Investing in times of an interest rate turnaround: „Investors need to keep a cool head“
Originally, the US and Europe expected a significant decline in inflation rates for this year, a prospect justified by the phasing out of base effects and improving supply chains. “This decline will likely be significantly delayed”, Gerlinger pointed out. The Ukraine war is causing the already high commodity prices to continue to overshoot, and the US labour market is already observing a structural wage-price spiral.

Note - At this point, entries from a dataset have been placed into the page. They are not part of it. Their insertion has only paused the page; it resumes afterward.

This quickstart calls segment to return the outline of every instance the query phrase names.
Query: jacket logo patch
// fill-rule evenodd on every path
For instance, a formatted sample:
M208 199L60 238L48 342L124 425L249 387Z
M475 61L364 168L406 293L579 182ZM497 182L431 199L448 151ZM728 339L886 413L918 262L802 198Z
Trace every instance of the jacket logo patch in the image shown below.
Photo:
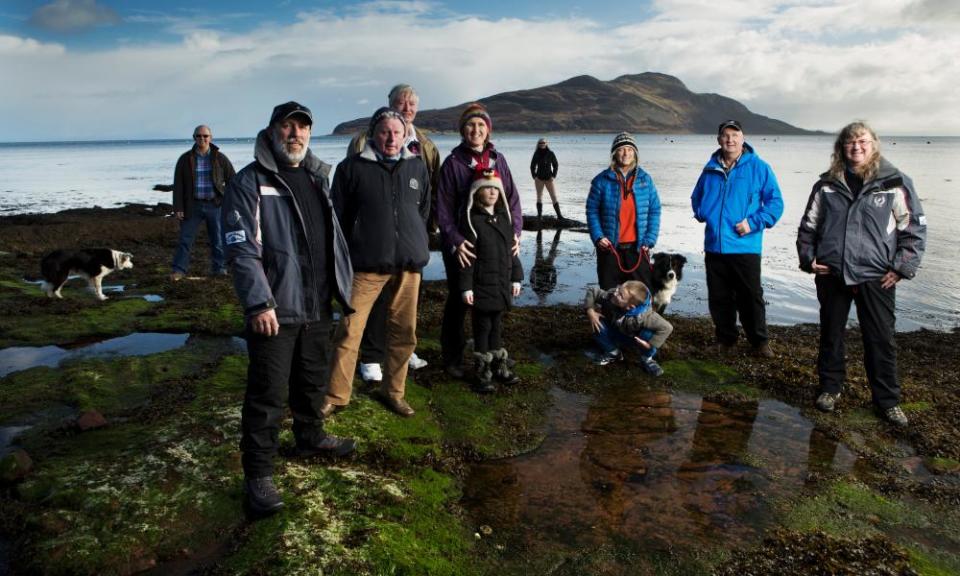
M234 230L233 232L227 232L223 236L223 240L227 244L239 244L241 242L246 242L247 232L245 230Z

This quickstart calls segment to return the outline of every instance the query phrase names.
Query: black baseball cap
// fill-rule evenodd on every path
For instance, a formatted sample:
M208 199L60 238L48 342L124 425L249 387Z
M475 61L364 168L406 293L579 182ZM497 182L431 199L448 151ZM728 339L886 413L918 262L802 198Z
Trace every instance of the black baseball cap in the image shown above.
M273 114L270 115L270 124L286 120L294 114L303 116L307 119L307 124L313 126L313 113L310 112L310 109L293 100L280 104L273 109Z
M740 127L740 123L736 120L724 120L720 123L720 127L717 128L717 136L723 134L723 131L727 128L733 128L737 132L743 132L743 128Z

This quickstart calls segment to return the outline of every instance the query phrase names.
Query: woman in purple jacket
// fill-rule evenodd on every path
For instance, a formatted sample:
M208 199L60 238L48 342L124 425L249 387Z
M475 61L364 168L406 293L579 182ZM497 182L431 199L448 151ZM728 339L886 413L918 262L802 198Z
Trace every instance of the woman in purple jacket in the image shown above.
M523 230L520 194L513 183L507 159L490 142L493 121L487 109L476 102L467 105L460 114L459 127L462 140L443 161L437 187L437 221L447 275L447 302L443 309L440 346L444 370L455 378L464 375L461 367L465 346L463 320L467 312L460 289L460 269L476 259L473 244L460 230L467 218L470 184L476 173L490 169L500 173L513 222L514 254L520 252L520 232Z

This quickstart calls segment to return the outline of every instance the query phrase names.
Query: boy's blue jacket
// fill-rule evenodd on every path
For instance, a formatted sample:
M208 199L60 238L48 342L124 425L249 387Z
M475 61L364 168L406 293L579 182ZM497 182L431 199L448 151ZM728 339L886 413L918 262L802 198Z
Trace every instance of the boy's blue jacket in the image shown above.
M783 215L783 197L770 165L749 144L725 173L720 150L710 157L690 197L693 217L706 223L703 249L719 254L760 254L763 231ZM740 236L735 226L746 218L750 233Z
M606 238L614 245L620 238L620 183L612 168L607 168L590 183L587 195L587 226L590 240L596 244ZM650 175L637 166L631 196L637 206L637 243L653 248L660 235L660 196Z

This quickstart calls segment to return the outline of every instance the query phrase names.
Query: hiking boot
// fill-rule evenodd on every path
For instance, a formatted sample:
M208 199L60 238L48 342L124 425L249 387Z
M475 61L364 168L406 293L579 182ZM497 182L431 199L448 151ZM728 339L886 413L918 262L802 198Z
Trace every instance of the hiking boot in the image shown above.
M407 365L411 370L419 370L427 367L427 361L417 356L417 353L414 352L410 355L410 360L407 361Z
M493 394L497 391L493 385L493 354L490 352L474 352L474 380L473 391L478 394Z
M272 476L244 478L243 491L246 493L250 512L258 516L269 516L283 508L283 499L277 492Z
M332 402L324 402L323 406L320 407L320 413L323 414L324 418L329 418L333 416L334 412L339 412L346 408L346 406L339 406Z
M327 434L319 442L309 445L298 445L297 456L310 458L312 456L342 457L357 449L357 441L353 438L340 438Z
M661 368L660 365L657 364L657 361L653 359L653 356L650 356L648 358L641 358L640 366L643 368L643 370L647 374L653 376L654 378L663 376L663 368Z
M613 362L619 361L623 358L623 354L619 350L611 350L610 352L602 352L596 358L593 359L593 363L597 366L606 366Z
M382 382L383 381L383 369L380 368L380 364L370 363L364 364L360 363L360 379L364 382Z
M753 347L753 355L758 358L775 358L776 355L770 349L770 343L764 342Z
M893 406L884 410L883 417L887 419L887 422L900 428L906 428L907 424L910 423L910 421L907 420L907 415L903 413L903 409L899 406Z
M837 400L840 399L840 393L824 392L817 396L817 410L821 412L833 412L837 406Z
M490 364L490 370L493 371L494 378L507 385L520 382L520 378L516 373L510 370L510 365L507 362L508 356L506 348L494 350L491 354L493 354L493 362Z
M406 400L403 398L394 398L383 390L378 390L374 394L374 397L379 400L381 404L389 408L391 412L398 416L409 418L417 413L413 407L407 404Z

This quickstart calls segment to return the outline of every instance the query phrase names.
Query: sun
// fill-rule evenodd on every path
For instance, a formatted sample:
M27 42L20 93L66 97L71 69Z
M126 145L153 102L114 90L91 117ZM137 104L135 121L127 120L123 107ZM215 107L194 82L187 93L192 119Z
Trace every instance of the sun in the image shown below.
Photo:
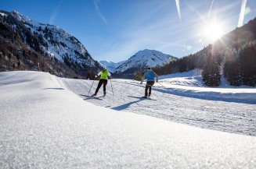
M208 23L205 25L203 33L205 38L213 42L223 36L223 26L217 23Z

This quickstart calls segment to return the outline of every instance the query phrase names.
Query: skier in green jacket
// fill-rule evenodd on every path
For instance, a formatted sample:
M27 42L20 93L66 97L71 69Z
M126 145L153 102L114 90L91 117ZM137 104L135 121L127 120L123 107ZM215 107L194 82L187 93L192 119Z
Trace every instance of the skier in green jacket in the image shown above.
M158 82L158 75L155 73L152 69L150 66L148 66L147 71L143 75L143 77L141 81L141 84L142 84L142 82L144 79L146 79L146 84L145 88L145 96L142 97L143 98L146 98L148 96L150 97L151 95L151 87L155 83L155 77L157 78L157 82ZM148 94L148 90L149 94Z
M111 74L107 71L106 67L103 67L103 69L98 73L98 76L100 76L100 79L99 81L97 89L94 93L94 94L92 94L92 97L97 95L97 93L103 84L104 97L106 96L106 86L107 84L107 79L110 78Z

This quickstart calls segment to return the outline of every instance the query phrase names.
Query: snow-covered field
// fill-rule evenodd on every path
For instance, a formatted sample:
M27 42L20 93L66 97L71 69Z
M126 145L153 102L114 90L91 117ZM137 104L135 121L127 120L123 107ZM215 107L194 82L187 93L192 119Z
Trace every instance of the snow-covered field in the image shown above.
M114 96L110 83L104 99L80 95L92 83L0 72L0 168L256 168L255 104L159 85L142 100L142 85L117 79Z

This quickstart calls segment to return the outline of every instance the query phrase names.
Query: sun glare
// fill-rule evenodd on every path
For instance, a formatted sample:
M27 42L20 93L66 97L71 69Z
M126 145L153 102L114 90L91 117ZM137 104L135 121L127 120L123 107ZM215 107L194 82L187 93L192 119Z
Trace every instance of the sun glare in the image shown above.
M206 25L204 30L204 36L211 41L215 41L221 38L223 33L222 25L216 23Z

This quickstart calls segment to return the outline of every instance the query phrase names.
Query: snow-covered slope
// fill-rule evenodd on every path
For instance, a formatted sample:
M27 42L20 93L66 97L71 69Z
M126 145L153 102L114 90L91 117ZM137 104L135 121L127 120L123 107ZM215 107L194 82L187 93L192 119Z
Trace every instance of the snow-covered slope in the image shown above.
M136 70L143 70L147 66L156 67L176 59L170 55L155 50L145 49L137 52L115 70L115 73L134 74Z
M1 167L256 167L255 137L100 107L61 83L49 73L0 72Z
M106 69L110 72L114 72L114 70L121 65L124 63L125 61L119 62L117 63L110 61L100 61L99 63L102 66L106 67Z

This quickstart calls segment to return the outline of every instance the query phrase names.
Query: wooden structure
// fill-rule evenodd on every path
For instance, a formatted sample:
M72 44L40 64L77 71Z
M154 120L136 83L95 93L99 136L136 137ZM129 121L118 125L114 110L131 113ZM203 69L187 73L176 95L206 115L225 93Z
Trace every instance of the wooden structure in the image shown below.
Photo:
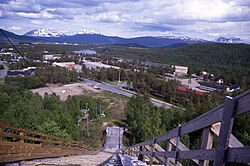
M83 142L68 141L0 122L0 163L67 155L97 154Z
M180 159L193 160L199 166L209 165L209 161L215 166L226 162L250 163L250 146L244 147L231 134L234 118L246 112L250 112L250 90L234 98L226 97L222 105L164 135L128 147L124 153L144 162L148 158L150 165L155 160L165 165L181 165ZM180 142L180 137L195 131L202 133L201 146L189 150ZM165 150L159 142L167 143Z

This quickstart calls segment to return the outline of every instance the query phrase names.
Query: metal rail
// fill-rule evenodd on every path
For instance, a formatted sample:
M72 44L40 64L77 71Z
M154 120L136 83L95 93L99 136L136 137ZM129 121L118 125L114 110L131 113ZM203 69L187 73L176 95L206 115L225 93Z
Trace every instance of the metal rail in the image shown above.
M97 154L100 148L92 148L83 142L69 141L0 122L0 163L67 155Z

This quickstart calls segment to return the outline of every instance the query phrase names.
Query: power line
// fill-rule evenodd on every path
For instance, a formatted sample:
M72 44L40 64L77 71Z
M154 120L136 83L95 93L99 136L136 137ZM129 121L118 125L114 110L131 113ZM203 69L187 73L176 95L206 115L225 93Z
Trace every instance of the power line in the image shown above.
M21 54L21 52L16 48L16 46L11 42L11 40L9 39L9 37L4 33L4 31L2 29L0 29L0 31L2 32L2 34L4 35L4 37L9 41L9 43L12 45L12 47L17 51L17 53L23 58L23 60L29 65L31 66L31 64L29 63L29 61L26 60L26 58ZM56 96L56 94L52 91L52 89L46 84L46 81L43 80L43 78L35 71L35 74L37 75L37 77L42 81L42 83L44 83L44 85L50 90L50 92ZM36 83L35 83L36 84ZM57 97L57 96L56 96Z

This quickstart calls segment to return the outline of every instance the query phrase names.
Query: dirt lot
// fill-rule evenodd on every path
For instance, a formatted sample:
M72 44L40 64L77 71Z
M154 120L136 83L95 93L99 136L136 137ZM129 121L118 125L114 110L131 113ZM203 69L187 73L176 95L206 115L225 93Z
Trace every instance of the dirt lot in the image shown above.
M74 83L67 85L60 84L47 84L49 88L56 93L57 96L60 96L60 100L67 100L68 96L77 96L88 93L88 91L92 91L94 93L100 93L101 90L97 90L94 88L93 84L90 83ZM51 94L51 91L47 87L37 88L32 90L33 93L38 93L41 96L47 92Z

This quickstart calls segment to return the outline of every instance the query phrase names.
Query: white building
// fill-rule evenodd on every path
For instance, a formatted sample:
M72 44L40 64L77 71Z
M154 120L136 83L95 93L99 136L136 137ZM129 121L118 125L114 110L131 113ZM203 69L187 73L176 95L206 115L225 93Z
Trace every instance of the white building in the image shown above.
M178 73L178 74L188 73L188 67L186 66L174 66L174 67L175 67L175 73Z
M50 54L50 55L43 55L44 60L56 60L61 59L62 54Z
M54 62L52 66L65 67L68 70L72 70L75 66L75 62Z
M84 64L85 64L85 66L87 67L87 68L89 68L89 69L91 69L91 68L97 68L97 67L99 67L99 68L102 68L102 67L104 67L104 68L114 68L114 69L120 69L119 67L117 67L117 66L111 66L111 65L106 65L106 64L103 64L103 63L101 63L101 62L88 62L88 61L86 61L86 62L84 62Z

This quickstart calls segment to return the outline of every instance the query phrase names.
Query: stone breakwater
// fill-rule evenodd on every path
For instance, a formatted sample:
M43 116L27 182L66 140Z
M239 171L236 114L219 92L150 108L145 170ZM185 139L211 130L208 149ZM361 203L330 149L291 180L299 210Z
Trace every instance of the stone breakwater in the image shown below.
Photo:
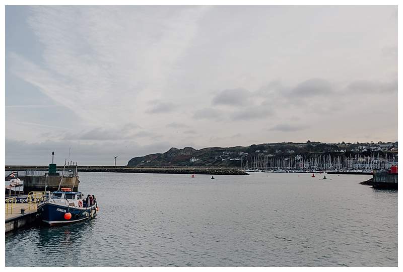
M48 168L43 166L11 166L6 167L6 170L10 171L23 171L35 170L47 171ZM63 169L62 166L57 166L57 171ZM186 174L195 175L247 175L244 171L239 169L215 167L128 167L127 166L79 166L78 172L98 172L110 173L149 173L152 174Z
M247 173L239 169L229 168L141 168L79 167L79 172L100 172L112 173L149 173L153 174L186 174L189 175L245 175Z

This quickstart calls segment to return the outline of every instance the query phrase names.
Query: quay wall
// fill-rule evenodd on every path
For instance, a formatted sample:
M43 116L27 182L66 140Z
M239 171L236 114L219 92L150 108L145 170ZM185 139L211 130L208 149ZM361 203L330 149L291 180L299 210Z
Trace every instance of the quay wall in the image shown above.
M24 227L37 223L37 213L31 213L6 220L6 232L9 232Z
M62 169L63 167L58 167L57 170ZM6 170L10 171L25 170L35 169L40 171L46 169L47 166L12 166L8 165ZM237 168L219 167L130 167L127 166L78 166L79 172L98 172L111 173L147 173L155 174L206 174L206 175L249 175L244 171ZM43 185L44 186L44 179ZM63 180L64 184L64 180ZM57 183L58 186L58 183ZM71 184L71 186L73 183ZM25 187L25 184L24 184ZM44 187L42 187L44 188ZM56 188L57 189L57 188Z
M377 189L397 189L397 174L374 171L373 187Z
M45 190L45 177L43 176L31 176L21 177L24 180L24 192L28 193L32 191L44 191ZM49 176L46 179L46 190L56 191L59 187L61 179L60 176ZM77 177L63 177L60 187L72 188L74 185L73 191L77 191L80 181Z

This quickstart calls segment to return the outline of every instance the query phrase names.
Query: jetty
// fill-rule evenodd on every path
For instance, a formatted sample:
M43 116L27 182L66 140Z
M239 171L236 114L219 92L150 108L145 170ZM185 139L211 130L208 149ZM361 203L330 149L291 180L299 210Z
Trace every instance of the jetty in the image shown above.
M37 208L44 192L31 192L27 201L18 203L15 197L6 199L5 232L37 224Z
M360 183L372 185L374 189L397 190L397 167L393 166L388 171L374 170L371 178Z
M197 174L198 175L247 175L245 171L237 168L230 167L135 167L130 166L75 166L76 171L78 172L97 172L110 173L145 173L152 174ZM33 171L36 173L43 173L47 169L47 166L41 165L6 165L6 172L26 171L30 173ZM63 166L57 166L56 171L62 171ZM69 173L64 171L64 174L69 176ZM20 176L19 172L19 177ZM70 183L73 184L74 180ZM64 184L63 180L63 184ZM40 183L44 185L43 182ZM57 183L58 185L58 183ZM78 186L78 183L77 183ZM71 187L71 186L70 186Z

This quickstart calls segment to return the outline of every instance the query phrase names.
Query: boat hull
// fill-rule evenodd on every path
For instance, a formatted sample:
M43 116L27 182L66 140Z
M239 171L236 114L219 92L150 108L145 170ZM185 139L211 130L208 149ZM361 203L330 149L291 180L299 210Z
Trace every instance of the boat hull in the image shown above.
M70 213L72 218L67 220L64 214ZM88 219L97 213L96 205L79 208L54 203L42 203L38 206L38 217L44 224L50 226L69 224Z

The US Federal Reserve currently expects an inflation rate of 4.3 per cent for 2022. To curb inflation, the Fed already raised its benchmark federal-funds rate and announced further rate hikes. The median member of the Federal Open Markets Committee expects the Fed Funds rate to be 1.9 per cent at the end of 2022. Additional rate hikes totalling 100 basis points are expected for 2023. The European Central Bank, in turn, expects inflation to reach 5.1 per cent this year and 2.1 per cent in 2023. “Nevertheless, a rate hike is likely this year”, Gerlinger said. “In the medium to long term, inflation rates will settle at a level that is quite a bit above pre-corona levels”, Gerlinger predicted. A value between four and five per cent is to be expected for the US, while it should be between three and four per cent in Europe.
In terms of currencies, the US dollar recently strengthened, benefitting from its image as a crisis currency. The prospect of faster and stronger increases in US key interest rates also added a strengthening effect even though the likelihood of an earlier, more restrictive ECB course simultaneously increased. “The dollar remains caught between unchanged fundamental overvaluation, rising US budget deficits and likely widening interest rate differentials”, Gerlinger explained. It remains heavily supported and in the context of further geopolitical escalation could even strengthen further in the short term.
The price of gold also benefited from the outbreak of the war in Ukraine, with the precious metal additionally being supported by higher inflation expectations and negative real yields. According to Gerlinger, “gold is currently a hedge or diversification asset”.
On the interest rate side, yields on US government bonds showed heavy fluctuations lately: inflation concerns on the one hand, and a flight to safe havens with regard to Ukraine on the other. A further rise in yields is expected in all maturities, with a tendency towards flattening the yield curve closer to the end of 2022. “In view of the inflation trend and the continued robust economic situation, a further rise in yields would fundamentally be justified”, Gerlinger emphasised. In relative terms, US securities remain comparatively attractive due to the absolute yield level, apart from the interest rate risk.
Bunds, on the other hand, will likely remain unattractive for some time to come. They are only a safe haven in risk-off mode. The bond market continues to be distorted by the ECB’s ongoing bond-buying programme. As far as European corporate bonds are concerned, an increasing widening of spreads has recently been observed due to the significantly rising inflation and the geopolitical situation. The expiry of the ECB bond-buying programme could lead to further widening of spreads for corporates. If the geopolitical situation calms down and inflation rates do not continue to rise, a narrowing of spreads will be possible again. Emerging market securities are also attractive: “Above all China because of relatively low inflation and an expansive monetary policy”, Gerlinger concluded.